= Joseph Read (Canadian politician) =

Canadian politician

Joseph Read (October 31, 1849 - April 6, 1919) was a Canadian merchant, ship owner and political figure on Prince Edward Island. He represented 4th Prince in the Legislative Assembly of Prince Edward Island from 1900 to 1909 and Prince in the House of Commons of Canada from 1917 to 1919 as a Liberal.

He was born in Summerside, Prince Edward Island, the son of Ephraim Read and Rosara Chappell, and was educated there. After high school, he attended Ion's Nautical School in Liverpool, England. He later became a master mariner, commanding a number of large ships owned by John Lefurgey. In 1877, he married Sarah Carruthers. Read later served as shipping master and port warden at Summerside.
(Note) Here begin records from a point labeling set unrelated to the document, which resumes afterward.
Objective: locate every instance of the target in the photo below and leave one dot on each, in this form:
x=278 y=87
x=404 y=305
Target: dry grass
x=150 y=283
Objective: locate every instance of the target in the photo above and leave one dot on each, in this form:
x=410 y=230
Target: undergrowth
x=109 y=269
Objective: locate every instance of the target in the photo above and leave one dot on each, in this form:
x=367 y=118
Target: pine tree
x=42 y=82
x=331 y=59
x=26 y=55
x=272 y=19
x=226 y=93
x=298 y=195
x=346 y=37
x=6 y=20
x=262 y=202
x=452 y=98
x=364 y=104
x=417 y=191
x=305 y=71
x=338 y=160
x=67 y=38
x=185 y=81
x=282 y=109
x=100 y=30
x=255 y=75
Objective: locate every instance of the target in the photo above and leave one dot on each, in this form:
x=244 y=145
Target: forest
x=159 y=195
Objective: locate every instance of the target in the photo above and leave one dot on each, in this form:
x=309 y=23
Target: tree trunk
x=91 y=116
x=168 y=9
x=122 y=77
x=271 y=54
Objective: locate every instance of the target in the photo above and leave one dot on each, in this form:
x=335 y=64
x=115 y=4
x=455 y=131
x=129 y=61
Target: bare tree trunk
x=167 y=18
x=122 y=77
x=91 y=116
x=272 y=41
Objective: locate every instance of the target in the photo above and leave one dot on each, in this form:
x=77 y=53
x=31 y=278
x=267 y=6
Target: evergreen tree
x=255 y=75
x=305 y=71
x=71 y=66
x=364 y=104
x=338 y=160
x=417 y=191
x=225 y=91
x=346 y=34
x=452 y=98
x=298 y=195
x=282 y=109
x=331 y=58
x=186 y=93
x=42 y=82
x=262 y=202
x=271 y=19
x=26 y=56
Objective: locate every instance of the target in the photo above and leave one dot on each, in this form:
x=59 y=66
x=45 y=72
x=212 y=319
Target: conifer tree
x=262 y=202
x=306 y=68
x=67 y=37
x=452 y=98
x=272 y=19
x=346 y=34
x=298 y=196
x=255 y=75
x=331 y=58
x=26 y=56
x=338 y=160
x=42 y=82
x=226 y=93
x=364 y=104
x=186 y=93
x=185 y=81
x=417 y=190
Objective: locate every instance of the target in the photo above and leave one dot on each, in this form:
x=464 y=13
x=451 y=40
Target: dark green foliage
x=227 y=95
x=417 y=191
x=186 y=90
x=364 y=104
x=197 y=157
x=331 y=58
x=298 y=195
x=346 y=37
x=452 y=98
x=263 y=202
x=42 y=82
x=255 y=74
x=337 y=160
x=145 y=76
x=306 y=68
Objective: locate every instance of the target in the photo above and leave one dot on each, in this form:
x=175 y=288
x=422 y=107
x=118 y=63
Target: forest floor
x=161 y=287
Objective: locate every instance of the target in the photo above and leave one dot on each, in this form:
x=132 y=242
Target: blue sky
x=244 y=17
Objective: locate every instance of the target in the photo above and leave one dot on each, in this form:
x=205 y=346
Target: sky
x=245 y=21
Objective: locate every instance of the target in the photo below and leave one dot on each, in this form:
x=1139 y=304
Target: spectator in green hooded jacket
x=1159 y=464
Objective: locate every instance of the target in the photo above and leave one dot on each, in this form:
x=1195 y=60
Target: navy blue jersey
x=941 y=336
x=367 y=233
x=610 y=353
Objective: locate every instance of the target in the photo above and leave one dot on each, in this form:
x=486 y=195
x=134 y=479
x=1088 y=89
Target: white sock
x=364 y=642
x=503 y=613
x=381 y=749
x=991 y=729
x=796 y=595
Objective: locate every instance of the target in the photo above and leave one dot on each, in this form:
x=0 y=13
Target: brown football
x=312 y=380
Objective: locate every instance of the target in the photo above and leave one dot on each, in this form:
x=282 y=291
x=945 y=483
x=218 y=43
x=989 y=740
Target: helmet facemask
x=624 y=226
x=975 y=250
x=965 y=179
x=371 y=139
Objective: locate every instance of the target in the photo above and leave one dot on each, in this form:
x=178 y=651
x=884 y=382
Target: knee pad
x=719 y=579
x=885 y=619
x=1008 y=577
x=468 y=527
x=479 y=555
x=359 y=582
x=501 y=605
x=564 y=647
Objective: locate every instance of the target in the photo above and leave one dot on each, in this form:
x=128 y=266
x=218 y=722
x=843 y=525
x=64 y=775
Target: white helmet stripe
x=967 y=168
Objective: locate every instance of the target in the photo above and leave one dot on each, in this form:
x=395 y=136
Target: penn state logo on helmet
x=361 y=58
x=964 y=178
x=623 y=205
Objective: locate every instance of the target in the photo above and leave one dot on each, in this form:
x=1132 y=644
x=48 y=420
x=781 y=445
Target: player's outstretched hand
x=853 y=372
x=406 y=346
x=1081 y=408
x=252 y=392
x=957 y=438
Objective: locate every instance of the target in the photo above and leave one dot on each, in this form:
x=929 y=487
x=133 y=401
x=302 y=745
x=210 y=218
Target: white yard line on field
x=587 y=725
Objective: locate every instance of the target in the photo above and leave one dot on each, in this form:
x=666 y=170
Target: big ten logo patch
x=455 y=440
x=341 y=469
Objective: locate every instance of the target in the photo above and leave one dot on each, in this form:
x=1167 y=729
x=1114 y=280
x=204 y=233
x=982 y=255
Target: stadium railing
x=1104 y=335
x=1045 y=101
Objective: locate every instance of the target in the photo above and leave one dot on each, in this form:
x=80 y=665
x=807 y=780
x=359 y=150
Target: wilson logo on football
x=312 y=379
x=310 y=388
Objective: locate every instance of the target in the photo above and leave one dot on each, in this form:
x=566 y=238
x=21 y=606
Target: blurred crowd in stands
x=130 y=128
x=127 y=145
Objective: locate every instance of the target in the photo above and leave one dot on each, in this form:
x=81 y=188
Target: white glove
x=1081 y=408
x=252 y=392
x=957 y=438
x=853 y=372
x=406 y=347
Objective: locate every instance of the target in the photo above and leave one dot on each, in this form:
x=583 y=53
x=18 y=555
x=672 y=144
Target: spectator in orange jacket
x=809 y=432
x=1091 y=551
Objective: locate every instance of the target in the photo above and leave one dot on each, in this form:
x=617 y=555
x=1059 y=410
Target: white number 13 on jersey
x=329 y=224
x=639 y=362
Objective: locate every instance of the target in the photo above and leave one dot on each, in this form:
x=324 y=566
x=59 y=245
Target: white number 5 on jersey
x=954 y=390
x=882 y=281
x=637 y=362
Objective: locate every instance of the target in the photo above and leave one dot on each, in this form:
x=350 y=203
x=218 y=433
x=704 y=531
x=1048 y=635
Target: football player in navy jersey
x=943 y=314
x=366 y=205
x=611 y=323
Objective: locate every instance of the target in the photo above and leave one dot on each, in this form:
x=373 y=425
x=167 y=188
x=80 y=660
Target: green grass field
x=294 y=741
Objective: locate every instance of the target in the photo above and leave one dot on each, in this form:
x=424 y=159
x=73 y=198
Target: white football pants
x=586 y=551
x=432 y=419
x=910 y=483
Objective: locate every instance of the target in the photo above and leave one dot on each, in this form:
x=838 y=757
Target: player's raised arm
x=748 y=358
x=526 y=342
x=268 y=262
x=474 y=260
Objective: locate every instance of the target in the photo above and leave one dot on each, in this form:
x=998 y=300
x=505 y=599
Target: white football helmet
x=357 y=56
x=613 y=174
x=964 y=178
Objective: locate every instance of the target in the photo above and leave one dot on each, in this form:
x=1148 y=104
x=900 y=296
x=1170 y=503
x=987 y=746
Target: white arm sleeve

Read served in the province's Executive Council from 1904 to 1905. His election in 1908 was disputed due to questions about the eligibility of some votes. Depending on the source quoted, in 1909, either his election was overturned or he resigned to allow a by-election. Read was defeated by three votes in the by-election held later that year. In the House of Commons, Read spoke against the decrease in the number of federal seats allocated to Prince Edward Island from six at the time that it joined Canada to four when Read was elected to the House. He died in office in Ottawa at the age of 69.

William Lyon Mackenzie King, chosen as Liberal party leader but without a seat, was elected to the House of Commons in the 1919 by-election held for the Prince seat following Read's death.